For most Iranians, particularly the younger generation, there is a distinct desire to live in a country that does not oppress the population with religious laws, oppressive restrictions, and that operates an economic system which works for everyone. Even Iranian President Rouhani admitted many of the issues being brought to the forefront are legitimate.
However, it is also true that many Iranians are deeply suspicious of the protests and for good reason. In 2009, the United States along with other “allies,” launched the “Green Revolution” in Iran that was a rather obvious color revolution attempt. The color revolution failed and was crushed by the Iranian government.
Recently, the Trump administration met with the Israeli government and the two emerged from the meeting with a plan to “check Iran’s influence” in the region. Many Iranians are wondering whether or not these protests are part of that plan, i.e. a second attempt at a color revolution in Iran.
And then there are the smaller things, suspicious little details that might fly over the heads of Westerners seeking to analyze the situation in Iran. For instance, the protests have not been widely televised within the activist Iranian community.
It seems many of the individuals who would have been fertile ground for a typical protest (the youth who want reform and who are suffering under economic stagnation) have not been included in the memo to get out into the streets. Even the people who took part in the 2009 Green Revolution are claiming that this current protest is not their doing and that they have no links to the organization of the demonstrations. Many of them are simply looking at one another, wondering what is happening in their own country.
Another interesting aspect of the protests is that, despite the protests containing chants of “death to Rouhani” and “death to the dictator (Khamenei),” the demonstrations began in an area of the country that is considered more conservative. Protests tend to occur in larger more urban environments but the current protests have been focused mainly in the rural areas and villages.
Anyone familiar with the situation in Syria will remember Dara’a, the so-called “cradle of the revolution,” where protests over police brutality were hijacked by the intelligence operation underway by the United States, NATO, GCC, and Israel. Many of those “protesters,” turned out to be mercenaries and terrorists shipped in by hostile Western powers.

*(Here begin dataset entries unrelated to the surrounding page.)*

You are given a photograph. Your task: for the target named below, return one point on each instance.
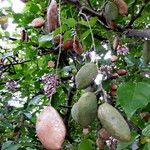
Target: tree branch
(145, 33)
(133, 18)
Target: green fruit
(3, 20)
(86, 75)
(91, 88)
(146, 51)
(113, 122)
(84, 111)
(111, 11)
(74, 112)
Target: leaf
(36, 100)
(147, 146)
(146, 131)
(45, 39)
(71, 22)
(28, 148)
(9, 54)
(133, 96)
(123, 145)
(85, 34)
(86, 144)
(93, 21)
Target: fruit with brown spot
(50, 129)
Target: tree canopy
(41, 62)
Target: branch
(68, 110)
(145, 33)
(133, 18)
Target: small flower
(51, 81)
(122, 49)
(11, 84)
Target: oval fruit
(50, 129)
(86, 75)
(111, 11)
(84, 111)
(113, 122)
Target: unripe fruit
(113, 122)
(77, 47)
(68, 44)
(116, 42)
(121, 72)
(111, 24)
(122, 6)
(84, 111)
(50, 129)
(146, 51)
(57, 39)
(3, 20)
(52, 16)
(38, 22)
(111, 11)
(100, 143)
(86, 75)
(104, 134)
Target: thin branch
(133, 18)
(143, 33)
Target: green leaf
(146, 131)
(86, 144)
(34, 8)
(147, 146)
(93, 21)
(133, 96)
(71, 22)
(45, 39)
(85, 34)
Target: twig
(133, 18)
(60, 38)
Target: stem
(60, 38)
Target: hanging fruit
(84, 111)
(77, 47)
(52, 16)
(113, 122)
(86, 75)
(50, 129)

In an interview with Sarah Abed writing for MintPress News, we hear from a Syrian girl named “Yasmine,” recounting the early days of the “revolution” in Dara’a.
Al Jazeera, Orient News and Al Arabiya showed a snapshot of a demonstration that happened in Al Hamidia for an entire day, showing the same scene the entire day and claiming that the secret service was using force against demonstrators. I called Al Jazeera to ask them to show more of the demonstration, if it was really as big as they described it, but no one answered.
I went out for a jog and ran into my aunt, who coincidentally happened to be in Al Hamidia when the demonstration happened. I asked her if it was big, but she said it wasn’t. She said the demonstrators gathered for a few minutes and then left – no one said anything to them, people watched for awhile and then everything went back to normal.
So from day one we knew it was not a real revolution. Afterwards we started hearing all kinds of frustrating news. For instance, one of my friends told me about an incident involving her cousin’s 13-year-old son. He came home one day with 200 dollars in his pocket, way too much for his age. So my friend’s cousin asked him where he got it – his son told him that someone gave him the money in exchange for writing negative things about Assad on a wall.
There was something strange about the demonstrations that started happening in Dara’a. News about the demonstrations started popping up on Al Jazeera and Al Arabiya before they even happened. It almost seemed like the rebels were getting their orders from the TV networks.
There is also something strange about the protests in Iran since many Iranians simply don’t recognize the people demonstrating in their town. I have personally spoken to a number of Iranians who have pointed out that the people watching them on television do not recognize the individuals protesting in their towns. While this may simply be a case of the individuals not knowing every person in the village or town, it does suggest the possibility that participants have been moved into the areas for the purposes of disruption in the same way they were moved into Dara’a.
At this point, everything points toward a color revolution attempt by the Western anti-Iranian powers by virtue of hijacking an economic protest. If the protests soon dissipate as a result of a security crackdown, then Iran may yet again avoid a repeat of what happened in Egypt, Libya, and Syria. If, however, the violence continues, then we may be witnessing the beginning of a war against Iran that has been in the works for years.